Case 1: using the keyword self inside a block:

If the block is retained by a property, a retain cycle is created between self and the block and both objects can't be destroyed anymore. If the block is passed around and copied by others, self is retained for each copy.

Case 2: declaring a __weak reference to self outside the block and use it inside the block:

There is no retain cycle and no matter if the block is retained or not by a property. If the block is passed around and copied by others, when executed, weakSelf can have been turned nil.
The execution of the block can be preempted and different subsequent evaluations of the weakSelf pointer can lead to different values (i.e. weakSelf can become nil at a certain evaluation).

__weak typeof(self) weakSelf = self;
dispatch_block_t block =  ^{
    [weakSelf doSomething]; // weakSelf != nil
    // preemption, weakSelf turned nil
    [weakSelf doSomethingElse]; // weakSelf == nil
};

Case 3: declaring a __weak reference to self outside the block and use a __strong reference inside the block:

There is no retain cycle and, again, no matter if the block is retained or not by a property. If the block is passed around and copied by others, when executed, weakSelf can have been turned nil. When the strong reference is assigned and it is not nil, we are sure that the object is retained for the entire execution of the block if preemption occurs and therefore subsequent evaluations of strongSelf will be consistent and will lead to the same value since the object is now retained. If strongSelf evaluates to nil usually the execution is returned since the block cannot execute properly.

__weak typeof(self) weakSelf = self;
myObj.myBlock =  ^{
    __strong typeof(self) strongSelf = weakSelf;
    if (strongSelf) {
	    [strongSelf doSomething]; // strongSelf != nil
	    // preemption occurs, strongSelf still not nil
	    [strongSelf doSomethingElse]; // strongSelf != nil
    }
    else {
        // Probably nothing...
        return;
    }
};

Andrea Giavatto showed me also that in an ARC-based environment, the compiler itself alerts us with an error if trying to access an instance variable using the -> notation. The error is very clear and leaves no room for any doubt:

Dereferencing a __weak pointer is not allowed due to possible null value caused by race condition, assign it to a strong variable first.

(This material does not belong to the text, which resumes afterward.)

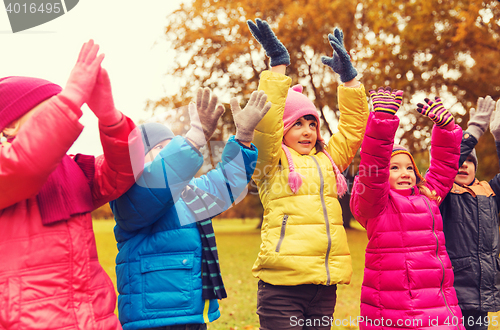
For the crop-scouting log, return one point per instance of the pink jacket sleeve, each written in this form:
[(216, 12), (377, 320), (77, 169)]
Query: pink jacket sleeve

It can be shown with the following code:

__weak typeof(self) weakSelf = self;
myObj.myBlock =  ^{
    id localVal = weakSelf->someIVar;
};

TL;TR

Case 1 should be used only when the block is not assigned to a property, otherwise it will lead to a retain cycle.

Case 2 should be used when the block is assigned to a property and self is referenced only once and the block has a single statement.

Case 3 should be used when the block is assigned to a property and self is referenced more the once and the block has more than a statement.

I really have to thank all my colleagues at EF and especially Andrea Giavatto for the time spent talking about this topic and for reviewing this article.